Irkçılık, (Rassismus), İslam Düşmanlığı (Islamfeindlichkeit), Müslüman Düşmanlığı (Muslimfeindlichkeit), Müslüman karşıtı ırkçılık (Antimuslimischer Rassismus) Almanya’da birlikte barış içerisinde yaşamı, toplumsal birlik ve beraberliği tehdit etmektedir. Almanya’da ve Avrupa’da İslam’a ve Müslümanlara karşı ön yargı gittikçe artmaktadır. Avrupa ve Almanya çapında yapılan güvenilir ilmi araştırmalar bunu ortaya koymaktadır.[3] Bielefeld Çatışma ve Şiddet Araştırmaları Enstitüsü aralarında “İslam Düşmanlığı’” nın da olduğu “Gruba Odaklı İnsan Düşmanlığı” (Gruppenbezogene Menschenfeindlichkeit)’na dair düzenli olarak araştırmalar yapmakta. Bu araştırmanın sonuçları İslam’a ve Müslümanlara dair olumsuz ifadelerin kabul görmesinin oldukça yüksek olduğu ve buun toplumsal olarak geniş bir şekilde yaygın olduğu gerçeğini ortaya koydu. (Heitmeyer, Wilhelm: Deutsche Zustände. Folge 10, 2012) Almanya’da Müslüman karşıtı ırkçılığa dair önemli çalışmalar yapan bu konudaki tartışmaların seyrini belirleyen İman Attia ve Yasemin Schooman’a göre: “Aşırı sağcı kesimdeki Müslüman Karşıtı ırkçılığın belirli bir görünümü var ancak günlük ırkçılıkta ve çeşitli toplumsal tartışmaların içerisine yerleşmiş durumda. Müslüman karşıtı ırkçılık, İslam’a ve Müslümanlara dair genel bilgi ve günlük konuşmalarda, Müslüman olarak görünen, algılanan insanların topluma eşit katılımını engelleyen, onların kaynaklarını bloke eden, onlara yabancı ve istenmedikleri duygusunu gösteren sosyal bir pratik olmuş durumda (Attia, İman/Häusler, Aleyander/Shooman, Yasemin: 2014).

Ferda Ataman, yeni sağcıların nefretlerini her şeyden önce Müslümanlara yönlendirdiğini ve böylece toplumun tam merkezini hedef aldıklarını belirtiyor. Avrupa’da ve özelde Almanya’da Müslüman karşıtlığı ve Müslüman düşmanlığı başarılı bir propaganda aracına dönüşmüş durumda. Almanya’da her iki kişiden biri azınlıklardan dolayı kendisinin Almanya’da yabancılaştığı duygusu taşıyor.

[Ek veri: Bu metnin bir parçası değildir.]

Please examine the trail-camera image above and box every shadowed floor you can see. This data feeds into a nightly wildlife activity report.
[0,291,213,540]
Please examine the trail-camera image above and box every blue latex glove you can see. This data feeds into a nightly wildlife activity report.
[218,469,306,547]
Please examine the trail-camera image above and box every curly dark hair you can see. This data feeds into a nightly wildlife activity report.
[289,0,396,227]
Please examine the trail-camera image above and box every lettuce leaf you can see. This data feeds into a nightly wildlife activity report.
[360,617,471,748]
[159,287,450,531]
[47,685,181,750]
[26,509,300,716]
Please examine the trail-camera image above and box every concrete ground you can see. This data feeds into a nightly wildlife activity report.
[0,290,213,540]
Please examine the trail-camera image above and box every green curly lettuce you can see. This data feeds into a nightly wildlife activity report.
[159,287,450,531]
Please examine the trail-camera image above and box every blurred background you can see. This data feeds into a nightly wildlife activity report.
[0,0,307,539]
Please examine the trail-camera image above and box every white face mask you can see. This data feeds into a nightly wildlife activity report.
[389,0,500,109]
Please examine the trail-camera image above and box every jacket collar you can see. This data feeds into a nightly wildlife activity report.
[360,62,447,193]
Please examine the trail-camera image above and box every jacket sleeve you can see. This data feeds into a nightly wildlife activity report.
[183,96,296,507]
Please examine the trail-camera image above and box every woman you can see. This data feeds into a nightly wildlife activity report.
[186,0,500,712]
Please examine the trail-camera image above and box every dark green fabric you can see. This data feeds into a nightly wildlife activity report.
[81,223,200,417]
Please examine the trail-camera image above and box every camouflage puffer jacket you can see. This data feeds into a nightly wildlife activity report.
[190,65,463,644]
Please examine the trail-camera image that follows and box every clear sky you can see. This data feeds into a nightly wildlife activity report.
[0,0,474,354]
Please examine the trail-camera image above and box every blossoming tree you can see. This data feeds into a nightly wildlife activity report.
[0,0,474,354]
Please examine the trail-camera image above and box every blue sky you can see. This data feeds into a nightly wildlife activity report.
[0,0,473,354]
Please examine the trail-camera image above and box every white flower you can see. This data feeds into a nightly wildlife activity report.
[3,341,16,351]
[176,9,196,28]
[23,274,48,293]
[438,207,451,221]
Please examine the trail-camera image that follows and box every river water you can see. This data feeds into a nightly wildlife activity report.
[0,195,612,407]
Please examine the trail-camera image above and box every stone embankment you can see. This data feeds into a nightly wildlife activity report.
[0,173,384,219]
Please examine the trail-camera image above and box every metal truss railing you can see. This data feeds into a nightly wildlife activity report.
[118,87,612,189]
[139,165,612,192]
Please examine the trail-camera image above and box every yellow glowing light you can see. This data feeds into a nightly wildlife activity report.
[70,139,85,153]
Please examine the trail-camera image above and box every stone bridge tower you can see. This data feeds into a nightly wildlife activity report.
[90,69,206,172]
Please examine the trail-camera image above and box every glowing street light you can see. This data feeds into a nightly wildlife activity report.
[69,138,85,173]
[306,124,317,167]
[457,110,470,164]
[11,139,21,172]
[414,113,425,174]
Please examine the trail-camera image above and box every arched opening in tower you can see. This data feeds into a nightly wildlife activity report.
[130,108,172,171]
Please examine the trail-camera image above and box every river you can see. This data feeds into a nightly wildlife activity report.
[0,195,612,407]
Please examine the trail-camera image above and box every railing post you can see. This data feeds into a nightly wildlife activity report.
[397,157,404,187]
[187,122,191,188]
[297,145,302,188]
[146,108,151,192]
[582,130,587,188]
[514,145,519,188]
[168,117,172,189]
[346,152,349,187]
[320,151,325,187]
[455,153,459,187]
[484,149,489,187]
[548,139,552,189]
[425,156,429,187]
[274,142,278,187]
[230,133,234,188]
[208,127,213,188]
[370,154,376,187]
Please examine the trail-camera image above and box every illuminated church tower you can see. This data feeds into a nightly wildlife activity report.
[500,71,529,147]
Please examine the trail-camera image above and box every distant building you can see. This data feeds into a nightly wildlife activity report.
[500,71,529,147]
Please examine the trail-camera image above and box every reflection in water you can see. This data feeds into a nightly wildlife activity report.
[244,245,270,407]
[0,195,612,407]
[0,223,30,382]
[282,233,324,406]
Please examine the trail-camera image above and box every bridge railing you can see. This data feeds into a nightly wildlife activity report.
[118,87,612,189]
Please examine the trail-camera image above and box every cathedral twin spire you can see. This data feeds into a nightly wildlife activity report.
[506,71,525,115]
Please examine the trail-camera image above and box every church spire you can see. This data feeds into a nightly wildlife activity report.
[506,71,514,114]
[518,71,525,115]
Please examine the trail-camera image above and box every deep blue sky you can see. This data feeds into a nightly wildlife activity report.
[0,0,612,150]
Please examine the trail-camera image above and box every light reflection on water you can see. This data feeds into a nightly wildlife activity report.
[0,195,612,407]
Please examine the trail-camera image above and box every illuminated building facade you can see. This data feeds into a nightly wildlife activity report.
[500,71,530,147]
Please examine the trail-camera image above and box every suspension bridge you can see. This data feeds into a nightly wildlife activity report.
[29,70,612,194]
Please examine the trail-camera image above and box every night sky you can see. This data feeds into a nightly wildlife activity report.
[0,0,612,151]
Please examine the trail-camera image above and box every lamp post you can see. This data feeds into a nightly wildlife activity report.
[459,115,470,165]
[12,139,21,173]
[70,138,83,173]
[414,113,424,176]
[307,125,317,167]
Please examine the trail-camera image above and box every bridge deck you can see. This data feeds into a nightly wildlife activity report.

Almanya’da İslam düşmanlığı ve Müslüman Düşmanlığı saikiyle işlenen suçlar 2017 Ocak ayından itibaren bu kategoride istatistiklere girmiyordu. 2017 yılından itibaren bu kapsamda işlenen suçlar İslam ve Müslüman Düşmanlığı adı altında nefret suçu olarak kayıt altına alınmaktadır. Buna rağmen resmi kayıtlara girmeyen, karanlıkta kalan olayların sayısı da oldukça fazla olduğu belirtilmektedir.

Alman Merkez Bankası eski yönetim kurulu üyesi Thilo Sarrazin, 2010 yılında yazdığı ve uzun süre Almanya’da Bestseller en çok satan kitaplar arasında liste başı olan “Almanya Kendini Yok Ediyor” (Deutschland schafft sich ab) adlı kitapta, zekânın genetik olduğunu ve eğitimsiz Türk ve Arap göçmenler nedeniyle Alman toplumunun aptallaştığını iddia ederek, ırkçılığı ve Müslüman karşıtlığını körüklemişti. Irkçılığın Alman toplumunun merkezine yerleşmesinde Sarrazin efektinden de söz edilmektedir. Birleşmiş Milletler Irkçılıkla Mücadale Komisyonu’nun (CERD) Thilo Sarrazinin açıklamalarının ırkçı açıklamalar olarak tescil etti. Almanya uzun yıllar bir göç ülkesi olduğu gerçeğine gerek siyaset gerekse toplum olarak gözlerini kapadı.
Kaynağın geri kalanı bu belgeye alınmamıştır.